Picture a bookkeeper sitting in a darkened room — not metaphorically darkened, but literally dark, the power having cut out again somewhere between nine and midnight — tallying 176 line items by candlelight. Every entry is correct. The arithmetic is sound. The figures add up to something that, on paper, looks like a country reborn: private banks, private real estate, equity stakes in state enterprises, employers freed from the hundred-worker ceiling that had strangled growth for decades, entrepreneurs permitted to hold multiple businesses simultaneously, diaspora Cubans invited to buy property on the island for the first time since the revolution confiscated it. Raúl Castro himself, ninety-four years old and presiding over the endorsement session from his position as the Communist Party's final authority, gave the package his blessing. The bookkeeper closes the ledger. It is the most complete document Cuba has produced in sixty-seven years. And it cannot be spent.
That is the paradox sitting at the center of what Cuba's National Assembly did on June 18, 2026. Lawmakers unanimously approved sweeping reforms backed by the Communist Party and former leader Raúl Castro that would privatize a vast swath of the country's socialist economy in a bid to survive punishing U.S. sanctions. Reuters called it the single largest change to Cuba's socialist model since Fidel Castro's 1959 revolution and a major shift toward a market economy. Those characterizations are accurate, as far as they go. What they do not say is that the mechanism designed to attract the foreign capital the reforms require remains jammed by the very pressure campaign that produced the reforms in the first place.
The package is sweeping in its ambitions. The reforms open the door to private real estate development, propose to transform state-owned businesses into private commercial ventures with shares and equity stakes, and would allow private banks to enter Cuba's once state-dominated finance sector. They would also allow the "sale of state-owned properties to national and foreign legal entities and individuals, including Cubans residing abroad" — a major change in a country where the state has long held control over land and industry. For the first time, businesses would be permitted to hire more than a hundred employees, and entrepreneurs would be allowed to own multiple private businesses.
Prime Minister Manuel Marrero told legislators that the measures recognize the market as "an instrument for the efficient allocation of resources" — a highly unusual concession from a Communist Party official in Cuba.

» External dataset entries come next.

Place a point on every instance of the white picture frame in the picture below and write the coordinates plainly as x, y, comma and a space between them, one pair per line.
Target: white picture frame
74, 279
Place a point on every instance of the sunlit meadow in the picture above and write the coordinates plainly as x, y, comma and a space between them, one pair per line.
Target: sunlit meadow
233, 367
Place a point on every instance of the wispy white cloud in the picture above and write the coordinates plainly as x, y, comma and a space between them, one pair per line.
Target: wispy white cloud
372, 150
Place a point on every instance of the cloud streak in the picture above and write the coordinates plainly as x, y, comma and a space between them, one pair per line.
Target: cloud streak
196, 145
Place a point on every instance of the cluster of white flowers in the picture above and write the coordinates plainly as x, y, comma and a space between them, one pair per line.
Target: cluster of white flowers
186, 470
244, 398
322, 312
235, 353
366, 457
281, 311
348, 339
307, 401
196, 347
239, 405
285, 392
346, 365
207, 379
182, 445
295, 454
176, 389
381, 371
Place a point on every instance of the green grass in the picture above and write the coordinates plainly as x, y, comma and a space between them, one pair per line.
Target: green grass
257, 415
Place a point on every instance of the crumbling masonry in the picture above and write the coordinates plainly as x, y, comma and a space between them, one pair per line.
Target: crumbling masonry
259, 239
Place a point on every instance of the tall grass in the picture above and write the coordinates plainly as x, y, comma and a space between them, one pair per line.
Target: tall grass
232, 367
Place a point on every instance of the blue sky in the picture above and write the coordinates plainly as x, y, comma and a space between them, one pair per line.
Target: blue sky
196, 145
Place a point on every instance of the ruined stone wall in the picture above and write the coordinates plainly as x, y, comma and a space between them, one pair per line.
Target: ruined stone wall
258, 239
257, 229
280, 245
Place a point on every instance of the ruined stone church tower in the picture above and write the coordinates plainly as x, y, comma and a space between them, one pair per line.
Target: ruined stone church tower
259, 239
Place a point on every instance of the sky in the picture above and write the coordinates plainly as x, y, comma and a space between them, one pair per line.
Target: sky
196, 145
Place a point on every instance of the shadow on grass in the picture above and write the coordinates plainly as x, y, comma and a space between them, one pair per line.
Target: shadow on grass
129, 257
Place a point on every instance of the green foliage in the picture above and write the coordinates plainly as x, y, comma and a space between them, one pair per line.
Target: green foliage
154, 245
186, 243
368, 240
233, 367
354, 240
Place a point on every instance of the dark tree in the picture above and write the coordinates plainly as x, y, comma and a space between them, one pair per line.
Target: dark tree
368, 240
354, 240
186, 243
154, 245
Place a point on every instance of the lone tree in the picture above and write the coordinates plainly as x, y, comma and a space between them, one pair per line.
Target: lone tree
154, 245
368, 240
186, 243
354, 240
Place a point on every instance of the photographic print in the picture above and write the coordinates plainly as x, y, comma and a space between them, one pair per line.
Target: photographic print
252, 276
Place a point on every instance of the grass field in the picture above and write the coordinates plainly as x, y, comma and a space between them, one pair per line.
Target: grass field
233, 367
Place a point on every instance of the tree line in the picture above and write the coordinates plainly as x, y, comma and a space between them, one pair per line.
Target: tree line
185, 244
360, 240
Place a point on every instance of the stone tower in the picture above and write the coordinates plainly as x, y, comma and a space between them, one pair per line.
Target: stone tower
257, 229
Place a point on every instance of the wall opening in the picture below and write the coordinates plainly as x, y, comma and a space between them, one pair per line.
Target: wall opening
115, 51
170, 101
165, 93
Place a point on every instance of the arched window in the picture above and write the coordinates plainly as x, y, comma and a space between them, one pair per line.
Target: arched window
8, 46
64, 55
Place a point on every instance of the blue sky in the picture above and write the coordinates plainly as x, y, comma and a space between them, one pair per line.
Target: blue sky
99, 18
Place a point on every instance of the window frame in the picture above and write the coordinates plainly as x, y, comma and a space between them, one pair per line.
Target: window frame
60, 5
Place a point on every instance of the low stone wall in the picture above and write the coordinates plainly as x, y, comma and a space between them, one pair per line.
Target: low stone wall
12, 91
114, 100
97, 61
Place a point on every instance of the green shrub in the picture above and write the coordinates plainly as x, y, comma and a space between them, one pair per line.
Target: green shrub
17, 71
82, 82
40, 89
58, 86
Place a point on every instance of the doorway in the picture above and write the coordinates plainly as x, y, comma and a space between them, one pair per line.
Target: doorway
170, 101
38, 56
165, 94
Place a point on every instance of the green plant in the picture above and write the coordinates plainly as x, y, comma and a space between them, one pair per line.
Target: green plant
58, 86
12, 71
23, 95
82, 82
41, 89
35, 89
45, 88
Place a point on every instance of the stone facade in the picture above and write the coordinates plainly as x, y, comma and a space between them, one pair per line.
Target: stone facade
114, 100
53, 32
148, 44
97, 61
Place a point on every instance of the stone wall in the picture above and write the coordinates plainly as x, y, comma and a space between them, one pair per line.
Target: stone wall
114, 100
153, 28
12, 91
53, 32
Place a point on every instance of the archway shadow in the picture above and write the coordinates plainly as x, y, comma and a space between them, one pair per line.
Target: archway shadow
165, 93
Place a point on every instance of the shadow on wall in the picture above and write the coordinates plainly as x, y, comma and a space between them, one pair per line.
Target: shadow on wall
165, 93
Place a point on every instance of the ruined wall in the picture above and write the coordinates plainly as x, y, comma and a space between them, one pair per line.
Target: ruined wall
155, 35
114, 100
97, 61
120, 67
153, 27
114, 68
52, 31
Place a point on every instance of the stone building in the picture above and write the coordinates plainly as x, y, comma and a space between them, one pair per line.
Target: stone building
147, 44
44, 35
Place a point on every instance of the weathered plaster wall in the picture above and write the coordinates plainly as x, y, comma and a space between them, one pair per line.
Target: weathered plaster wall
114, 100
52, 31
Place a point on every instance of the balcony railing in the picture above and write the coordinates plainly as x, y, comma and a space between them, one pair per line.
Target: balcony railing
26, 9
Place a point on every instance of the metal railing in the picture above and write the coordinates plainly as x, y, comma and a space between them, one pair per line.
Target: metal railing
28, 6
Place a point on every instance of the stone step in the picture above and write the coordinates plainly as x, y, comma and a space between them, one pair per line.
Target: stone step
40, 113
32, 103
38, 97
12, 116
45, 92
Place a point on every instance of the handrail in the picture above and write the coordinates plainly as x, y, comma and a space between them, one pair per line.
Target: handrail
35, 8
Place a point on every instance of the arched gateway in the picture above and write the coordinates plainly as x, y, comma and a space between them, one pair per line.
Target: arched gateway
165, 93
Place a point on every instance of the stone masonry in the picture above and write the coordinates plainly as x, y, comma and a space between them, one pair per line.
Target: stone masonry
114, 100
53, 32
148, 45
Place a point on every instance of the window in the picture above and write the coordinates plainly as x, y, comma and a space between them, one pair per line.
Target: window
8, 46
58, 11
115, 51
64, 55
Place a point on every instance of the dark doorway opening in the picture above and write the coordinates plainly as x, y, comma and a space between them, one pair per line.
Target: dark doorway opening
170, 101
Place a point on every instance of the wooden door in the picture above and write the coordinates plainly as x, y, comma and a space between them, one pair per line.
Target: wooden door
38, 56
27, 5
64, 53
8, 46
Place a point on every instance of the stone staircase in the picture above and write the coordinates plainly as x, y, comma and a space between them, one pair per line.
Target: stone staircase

But then came the caveat Marrero either could not or would not supply: a timetable. Marrero did not set out a schedule for implementing the measures.
It was not immediately clear how quickly — nor via what mechanisms — the vast array of new measures would be implemented, leaving many unanswered questions following the legislative vote. The ledger is signed. The ledger is authoritative. The ledger has no delivery date.
This is where the wire copy goes thin, because the delivery problem is not administrative. It is structural. Analysts warn that many measures may have little effect while U.S. sanctions remain, because foreign investors who deal with Cuba risk penalties in the American financial system. The package invites private capital in through one door while every bank that handles dollars keeps the adjoining door sealed. A foreign company that acquires an equity stake in a Cuban state enterprise does so knowing it may be cut off from correspondent banking in New York. A diaspora Cuban who buys property in Havana does so knowing that any financial institution touching the transaction risks OFAC designation. The reforms are internally coherent and externally insoluble.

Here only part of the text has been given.